St. Louis Chapter of Graduate Women in Science hosts presentation on gender bias in STEM

by | Sep 23, 2019

Students from UMSL and other local universities attended the event, which featured a discussion of Yale Professor Meg Urry's 2011 talk "Women in Science - Why So Few?"
Women in Science - Why so few?

Last week, the Graduate Women in Science hosted a viewing of Professor Meg Urry’s talk, “Women in Science – Why So Few?” The viewing was followed by a discussion about the talk and bias in STEM fields. (Photos by Burk Krohe)

When scientists are presented with a problem, their natural reaction is to dig into the data and study it.

That’s how Meg Urry, Israel Munson professor of physics and astronomy at Yale University, came to investigate gender bias in STEM fields. In 2011, Urry presented her work in a talk titled, “Women in Science – Why So Few?”

Last Monday, the St. Louis chapter of Graduate Women in Science hosted a viewing of her talk followed by a discussion at the University of Missouri–St. Louis. It was attended by students from UMSL and other local universities. Sandra Langeslag, assistant professor of behavioral neuroscience at UMSL and GWIS member, coordinated the event.

Langeslag attended Urry’s presentation in 2011 and thought she effectively addressed the gender biases that persist in fields such as computer science, engineering and mathematics.

“I really love the presentation,” Langeslag said. “I think she really explains very clearly what the problem is and what potential solutions are to increase diversity in STEM fields. I really wanted to share this presentation with as many people as possible, and Graduate Woman in Science is the perfect platform to do that.”

Sandra Langeslang

Assistant Professor Sandra Langeslag addresses attendees at the viewing. (Photos by Burk Krohe)

Urry started her talk by recounting early experiences in her career. At the time, she didn’t think there was any discrimination in the sciences.

“It took me a long time to figure out that what I was seeing was a kind of subtle discrimination,” Urry said. “The light bulb went off for me in the early ’90s when I started reading social science literature. It turns out that we scientists are a species of great interest to them, and they understand very well why there are so few women.”

Urry included statistics illustrating the disparities in the presentation. Eight years later, there is some improvement. However, data from the National Science Foundation’s benchmark reports tells largely the same story:

  • Women received 59 percent of bachelor’s degrees in biological and agricultural sciences and 77 percent of bachelor’s degrees in psychology in 2015 but only 20 percent of bachelor’s degrees in engineering, 18 percent in computer science and 43 percent in mathematics and statistics.
  • From 2000 to 2015, the share of women receiving bachelor’s degrees in computer science dropped from 28 percent to 18 percent.
  • Minority women received 13 percent of bachelor’s degrees, 8 percent of master’s degrees and 5 percent of doctoral degrees in science and engineering in 2015.
  • Women only account for 28 percent of the science and engineering workforce despite making up about half of the U.S. college-educated workforce.

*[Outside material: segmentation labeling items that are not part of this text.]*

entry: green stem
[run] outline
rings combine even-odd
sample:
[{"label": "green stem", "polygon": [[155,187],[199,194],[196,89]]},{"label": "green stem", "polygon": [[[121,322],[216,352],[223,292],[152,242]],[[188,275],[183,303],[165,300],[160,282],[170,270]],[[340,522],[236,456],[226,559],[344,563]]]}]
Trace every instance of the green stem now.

Urry doesn’t believe the discrimination is intentional, rather it’s unconscious bias. She subscribes to the theory of “gender schemas.”

Gender schemas are expectations of others people develop unconsciously based on their own experiences. Urry noted they are natural and something all people do – not just men. They’re not necessarily malicious but can lead to stereotyping instead of objective assessments.

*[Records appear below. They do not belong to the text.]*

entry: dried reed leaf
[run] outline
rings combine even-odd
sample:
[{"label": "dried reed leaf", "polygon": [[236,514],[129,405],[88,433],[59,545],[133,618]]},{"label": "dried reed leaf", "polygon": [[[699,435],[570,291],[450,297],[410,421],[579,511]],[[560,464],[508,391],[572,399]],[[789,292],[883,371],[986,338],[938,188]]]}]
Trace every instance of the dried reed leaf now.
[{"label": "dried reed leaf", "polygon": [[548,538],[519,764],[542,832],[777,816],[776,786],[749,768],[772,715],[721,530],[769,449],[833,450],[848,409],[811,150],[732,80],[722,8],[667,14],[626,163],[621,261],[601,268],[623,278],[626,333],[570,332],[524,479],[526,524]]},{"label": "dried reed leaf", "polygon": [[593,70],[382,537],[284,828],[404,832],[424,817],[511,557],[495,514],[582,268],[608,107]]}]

“Gender schemas aren’t wrong,” Urry said. “It’s wrong when they affect how we evaluate people.”

Langeslag agreed with her assessment.

“Both men and women have those stereotypes, so this is a society-wide problem,” she said. “We need to not let stereotypes influence our judgements so that everyone can be the best version of what they want to be.”

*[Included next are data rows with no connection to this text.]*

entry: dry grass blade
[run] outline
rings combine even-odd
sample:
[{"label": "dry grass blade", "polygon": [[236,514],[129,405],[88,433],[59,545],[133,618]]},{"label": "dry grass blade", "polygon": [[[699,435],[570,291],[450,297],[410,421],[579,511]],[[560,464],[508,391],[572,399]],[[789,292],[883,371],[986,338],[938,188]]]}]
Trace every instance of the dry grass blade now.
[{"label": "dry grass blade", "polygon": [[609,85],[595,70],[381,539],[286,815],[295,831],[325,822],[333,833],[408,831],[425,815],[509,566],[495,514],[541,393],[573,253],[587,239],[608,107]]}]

There isn’t one catchall solution, but Urry believes there a number of things that can help.

She suggests women in STEM mentor other women and network. Additionally, they should “own their ambition,” prepare an elevator pitch about themselves and their research and insist on being credentialed properly in professional settings. STEM leaders should also work to learn about bias and to validate female colleagues and peers.

Alyssa Specht and Jazlen Rice, both juniors majoring in psychology, enjoyed the event. Rice was motivated to attend because Langeslag is her advisor.

“I just think she’s an awesome scientist,” she said. “She’s really inspiring to me.”

Rice found it informative and said she would be interested in attending another presentation on the subject. She also stressed that these discussions are beneficial for STEM fields as a whole.

“Even though this is called Women in Science, it’s actually inclusive of men and minorities as well,” she said. “It’s to help us all change as a culture.”

Specht said she was previously aware of the issues Urry addressed but believes it’s an important topic that should be talked about more. She also said she would take away one of Urry’s suggestions – practicing positive daily affirmations about her work to be more confident in the future.

“That’s just a little thing that you don’t really think about that much,” she said.

Langeslag has seen things change during her career in STEM but a lot of work still needs to be done.

“It’s just that the change is too slow,” she said. “At this rate, the question is, ‘Is this ever going to be resolved?’ Times are definitely changing and a lot of stuff is getting better. But we’re not there yet.”